More competition is now the norm

 

One of the clearest shifts in the market is the rise in competition.

As more international professionals who do not usually work in the Pacific pursue short-term assignments, competition for donor-funded work has intensified. Local and regional firms now face a denser field, even where demand remains active.

For development agencies, this may look like a wider talent pool. For consultants and firms, it means greater pressure to stand out.

In the Pacific, contextual understanding matters more than ever. Technical capability remains essential, but it is not enough on its own. Development agencies also value practical judgment, regional credibility, stakeholder trust, and the ability to work effectively in complex institutional settings.

Contracts are getting shorter and more fragmented

 

Another clear trend is the shortening of contracts.

Many assignments are now scoped over shorter periods, often with fewer billable days spread across longer calendar windows. This creates operational pressure for consultants and firms alike. Teams must manage overlapping assignments, uncertain timelines, and less predictable revenue.

This also changes the business model.

Shorter contracts can reduce predictability and weaken continuity. They can also make it harder to retain strong talent, especially when local and regional rates remain under pressure. For consulting firms, this makes pipeline management, staffing flexibility, and cost discipline more important.

This trend has two practical implications. Firms need delivery models that can handle intermittent assignments without compromising quality. They also need stronger internal planning, flexible resourcing, and tighter cost control to manage shorter and less predictable contracts.

Networks matter more

 

Formal procurement remains central in development consulting. But relationships, reputation, and referrals matter more than many people admit.

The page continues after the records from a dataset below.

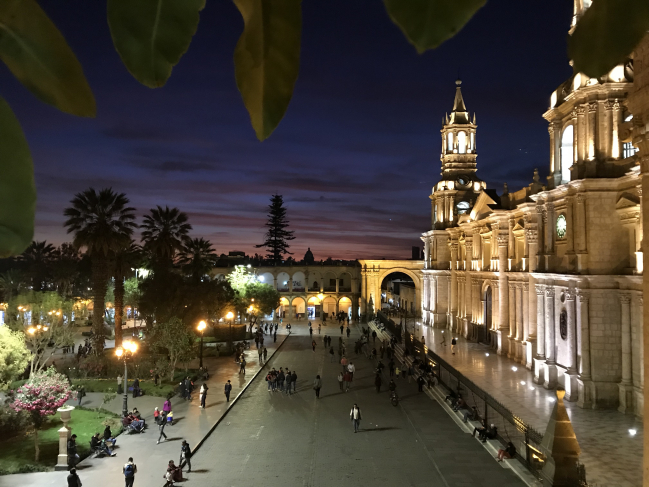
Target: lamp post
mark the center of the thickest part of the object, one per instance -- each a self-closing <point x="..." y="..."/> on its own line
<point x="230" y="318"/>
<point x="126" y="351"/>
<point x="201" y="327"/>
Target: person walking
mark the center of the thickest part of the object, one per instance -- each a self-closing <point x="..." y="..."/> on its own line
<point x="73" y="456"/>
<point x="317" y="385"/>
<point x="228" y="389"/>
<point x="73" y="478"/>
<point x="161" y="430"/>
<point x="203" y="394"/>
<point x="355" y="416"/>
<point x="129" y="470"/>
<point x="185" y="456"/>
<point x="288" y="380"/>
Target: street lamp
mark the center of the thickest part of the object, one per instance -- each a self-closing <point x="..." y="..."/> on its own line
<point x="201" y="327"/>
<point x="230" y="317"/>
<point x="126" y="351"/>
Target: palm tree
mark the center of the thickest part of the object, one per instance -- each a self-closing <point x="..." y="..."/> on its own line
<point x="164" y="235"/>
<point x="103" y="223"/>
<point x="37" y="258"/>
<point x="197" y="258"/>
<point x="123" y="262"/>
<point x="11" y="283"/>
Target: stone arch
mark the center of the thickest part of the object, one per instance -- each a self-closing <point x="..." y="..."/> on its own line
<point x="299" y="281"/>
<point x="298" y="306"/>
<point x="283" y="281"/>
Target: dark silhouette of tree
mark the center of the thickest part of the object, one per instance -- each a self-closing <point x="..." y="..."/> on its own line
<point x="164" y="235"/>
<point x="103" y="223"/>
<point x="277" y="235"/>
<point x="197" y="258"/>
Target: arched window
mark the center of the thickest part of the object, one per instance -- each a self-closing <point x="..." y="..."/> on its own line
<point x="449" y="142"/>
<point x="461" y="142"/>
<point x="567" y="153"/>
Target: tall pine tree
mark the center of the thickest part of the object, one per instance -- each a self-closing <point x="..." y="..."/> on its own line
<point x="277" y="236"/>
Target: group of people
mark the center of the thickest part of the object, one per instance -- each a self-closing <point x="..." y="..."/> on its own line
<point x="282" y="381"/>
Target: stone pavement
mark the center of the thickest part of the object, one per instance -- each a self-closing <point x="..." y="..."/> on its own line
<point x="192" y="424"/>
<point x="612" y="457"/>
<point x="272" y="440"/>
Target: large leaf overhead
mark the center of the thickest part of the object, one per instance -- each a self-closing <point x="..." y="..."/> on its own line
<point x="267" y="59"/>
<point x="606" y="34"/>
<point x="36" y="53"/>
<point x="17" y="188"/>
<point x="428" y="23"/>
<point x="152" y="35"/>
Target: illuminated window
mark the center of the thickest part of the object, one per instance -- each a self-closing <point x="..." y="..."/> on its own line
<point x="567" y="153"/>
<point x="461" y="142"/>
<point x="628" y="149"/>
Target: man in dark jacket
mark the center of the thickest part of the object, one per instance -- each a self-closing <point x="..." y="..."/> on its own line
<point x="228" y="389"/>
<point x="73" y="457"/>
<point x="73" y="478"/>
<point x="185" y="456"/>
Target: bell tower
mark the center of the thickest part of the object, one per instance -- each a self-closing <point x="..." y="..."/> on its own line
<point x="456" y="193"/>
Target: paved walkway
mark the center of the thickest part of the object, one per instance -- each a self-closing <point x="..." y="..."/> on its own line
<point x="192" y="425"/>
<point x="613" y="458"/>
<point x="274" y="440"/>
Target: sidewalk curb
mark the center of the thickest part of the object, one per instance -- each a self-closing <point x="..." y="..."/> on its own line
<point x="233" y="402"/>
<point x="517" y="468"/>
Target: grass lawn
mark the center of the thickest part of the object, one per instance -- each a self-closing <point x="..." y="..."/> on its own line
<point x="103" y="385"/>
<point x="17" y="454"/>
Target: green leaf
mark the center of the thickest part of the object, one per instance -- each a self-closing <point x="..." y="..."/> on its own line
<point x="606" y="35"/>
<point x="152" y="35"/>
<point x="17" y="188"/>
<point x="36" y="53"/>
<point x="267" y="59"/>
<point x="428" y="23"/>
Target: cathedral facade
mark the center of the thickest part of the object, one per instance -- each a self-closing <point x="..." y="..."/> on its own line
<point x="549" y="275"/>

In a crowded market, buyers often look for trusted partners. They want firms and consultants they know can deliver, adapt, and work well with stakeholders. Word of mouth does not replace procurement rules. But it does influence who gets noticed, shortlisted, and remembered.

This is especially true in the Pacific.

The region values trust, credibility, and staying power. Firms that invest in long-term relationships, strong local partnerships, and consistent delivery are better placed than those that appear only when a tender is released. That is one reason regional firms such as Pacific Development Consulting continue to play an important role in a tougher market.

The skills mix is shifting

 

Development agencies still need technical expertise. But they increasingly want advisers who can solve problems, work within constraints, and deliver practical results.

In the Pacific, demand remains strong in climate resilience, economic development, governance, safeguarding, health systems, and practical digital transformation.

Specialists still matter. But the strongest consultants now combine technical depth with practical delivery and strong project management and people skills.

What this means for Pacific consultants and firms

 

The market is harder to win.

 

Firms need to be clear about where they are competitive and prove they can deliver.

 

For Pacific firms, the edge is not geography alone. It is the ability to combine regional understanding with technical quality and practical execution.

The firms most likely to succeed will:

  • know their niche

  • deliver well

  • adapt quickly

  • build trust

  • show results

A tougher market. A stronger role for Pacific firms.

 

Development consulting is not disappearing. But it is becoming more competitive and more selective.

In the Pacific, success will depend less on size and more on fit. Firms that understand the context, deliver reliably, and build trust will be better placed to compete in a more selective market.

 

For Pacific Development Consulting, this reinforces a simple view: the future belongs to firms that are grounded in the region, strong on substance, and able to help clients move from ambition to implementation.

This article was developed following recent commentary in Devex on shifts in the global development consulting market, including observations from Pacific Development Consulting’s Managing Partner, Lauro Vives.